In this latest installment of our quarterly report, my colleagues and I share some observations on the fourth quarter of 2017 and offer our outlook for the economy and markets. Click here to go to the full report on our website. Following are a few highlights:
- The S&P 500 and other major indexes hit new highs throughout 2017. The S&P 500 index returned 21.8%, including dividends, its best performance since 2013, and delivered a positive return in every month for the first time. Foreign stocks, led by those in emerging markets, performed even better than those in the United States as they also benefited from the global economic expansion and low interest rates.
- The U.S. economy continued to expand and added more jobs during the fourth quarter for a total of 2.1 million new jobs during the year, compared to 2.2 million added in 2016. Unemployment in December was a low 4.1% for the third consecutive month.
- Investors applauded the many positive earnings surprises announced during each quarter of the year and the resulting 18% surge in S&P 500 annual operating earnings (including fourth quarter estimates). Anticipation of potential positive benefits in future years from large corporate tax cuts and reduced regulation also boosted markets.
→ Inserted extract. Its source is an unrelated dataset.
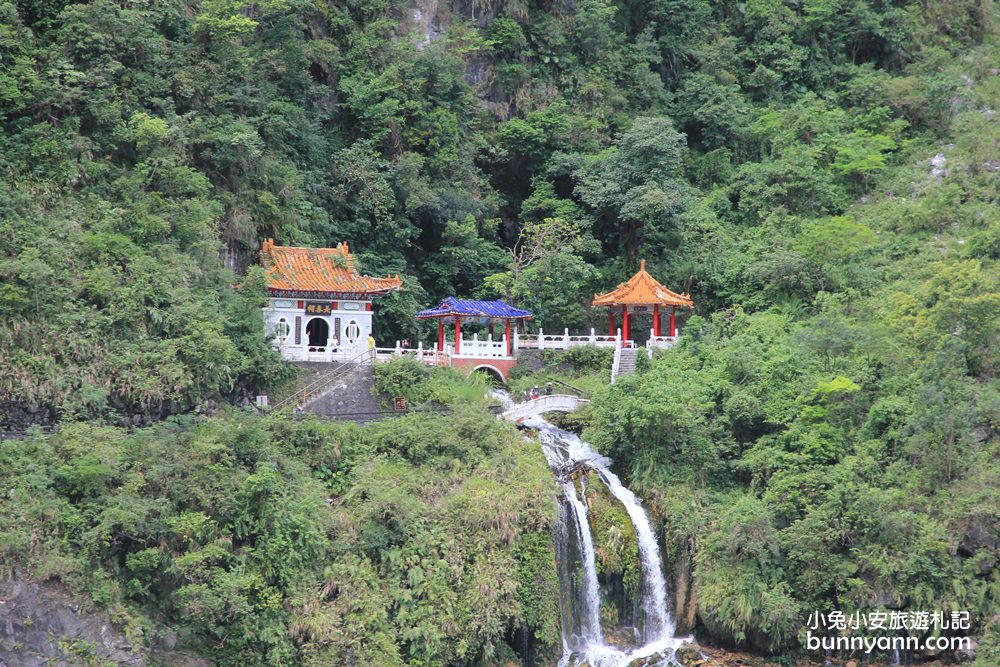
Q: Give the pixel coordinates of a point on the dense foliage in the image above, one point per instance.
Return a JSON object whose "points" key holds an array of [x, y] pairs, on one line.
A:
{"points": [[821, 175], [532, 151]]}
- The multiple of earnings investors were willing to pay for stocks increased only slightly during the year, the first pause in the multiple’s steady increase since 2011. The S&P 500 index now trades for approximately 19 times projected 2018 operating earnings, though earnings estimates may increase as analysts factor in the positive impact of the new tax bill.
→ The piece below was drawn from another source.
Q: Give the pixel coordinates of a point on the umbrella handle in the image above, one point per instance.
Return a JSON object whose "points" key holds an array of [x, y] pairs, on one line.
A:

- The Fed currently intends to raise rates three times this year. Inflation is perhaps the most important factor impacting the timing of the Fed’s moves. Though inflation remains below the Fed’s target of 2% per year, we believe the tightening job market will soon lead to increasing wages as businesses compete to hire more employees.
- The recently enacted U.S. tax cuts have lifted business optimism and should increase corporate earnings. We expect corporations to boost dividends and repurchase shares with the additional cash resulting from lower taxes and profits brought back to the United States from overseas.
- Overall, we are optimistic regarding the U.S. and foreign stock markets, but we also know that we are long overdue for a correction (decline of 10%-20%) in stock prices. Fortunately, we currently see few of the typical signs of investor overconfidence that have preceded past market tops.